The government has allowed only dal millers to import the annual permissible quota of pulses, a restricted commodity, for the second consecutive year. The industry expects the number of applications for procuring import licences to increase five-eight times this year as those who imported the commodity last year booked good profits.
The Union commerce ministry issued a notice regarding restricting pulses imports to processors on Tuesday, allowing import of 200,000 tonnes of tur and 150,000 tonnes each of moong, urad and yellow peas.
“We expect that the number of applications to get import licence for pulses could rise to 1,500-2,000 from about 300 applications last year,” said Bimal Kothari, vice president, Indian Pulses and Grains Association.
International prices of pulses had hit rock bottom as India had put restrictions on import of pulses. This helped dal millers earn good profits on the processing of imported pulses in 2018-19, even though domestic prices were subdued.
The All India Dal Millers Association (AIDMA) had demanded that only millers be allowed to import the restricted quantities of pulses. “Multinational companies used to import and hoard pulses, which led to a speculative price rise.
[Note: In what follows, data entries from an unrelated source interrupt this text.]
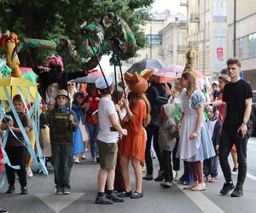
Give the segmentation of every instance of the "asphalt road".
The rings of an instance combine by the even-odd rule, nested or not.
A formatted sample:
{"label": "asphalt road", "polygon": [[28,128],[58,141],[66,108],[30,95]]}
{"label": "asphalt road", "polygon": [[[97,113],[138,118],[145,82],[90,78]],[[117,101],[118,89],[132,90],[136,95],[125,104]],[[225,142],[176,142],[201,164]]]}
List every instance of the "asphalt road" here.
{"label": "asphalt road", "polygon": [[[141,199],[125,199],[125,203],[113,205],[95,204],[99,165],[84,160],[75,164],[71,177],[72,194],[54,194],[54,176],[35,174],[28,180],[28,195],[20,195],[16,182],[16,193],[6,194],[7,186],[0,189],[0,207],[11,213],[54,213],[54,212],[256,212],[256,138],[251,138],[247,151],[247,178],[241,198],[220,196],[224,178],[219,171],[218,181],[207,183],[205,192],[189,192],[183,186],[174,184],[172,188],[163,189],[156,181],[143,181],[144,197]],[[157,160],[154,160],[157,172]],[[233,166],[231,163],[231,166]],[[156,175],[156,174],[155,174]],[[131,181],[134,178],[131,170]],[[236,176],[234,176],[236,181]]]}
With dal millers importing their raw material directly, prices of pulses remained stable in the previous year,” said Suresh Agarwal, president, AIDMA.
In 2018-19, even though the government had allowed import of 800,000 tonnes of pulses, the industry estimates that about two million tonnes of pulses were imported in the country as traders got a court stay on the order of the Director General of Foreign Trade allowing only millers to import pulses.
From January 2019, the commerce ministry has issued notifications in the matter which cannot be challenged in the court since the ministry has the authority to take the decision.
“The decision of the government to restrict pulses imports to dal millers has helped even smaller millers participate in imports, which were restricted to only MNCs and big traders,” said Agarwal.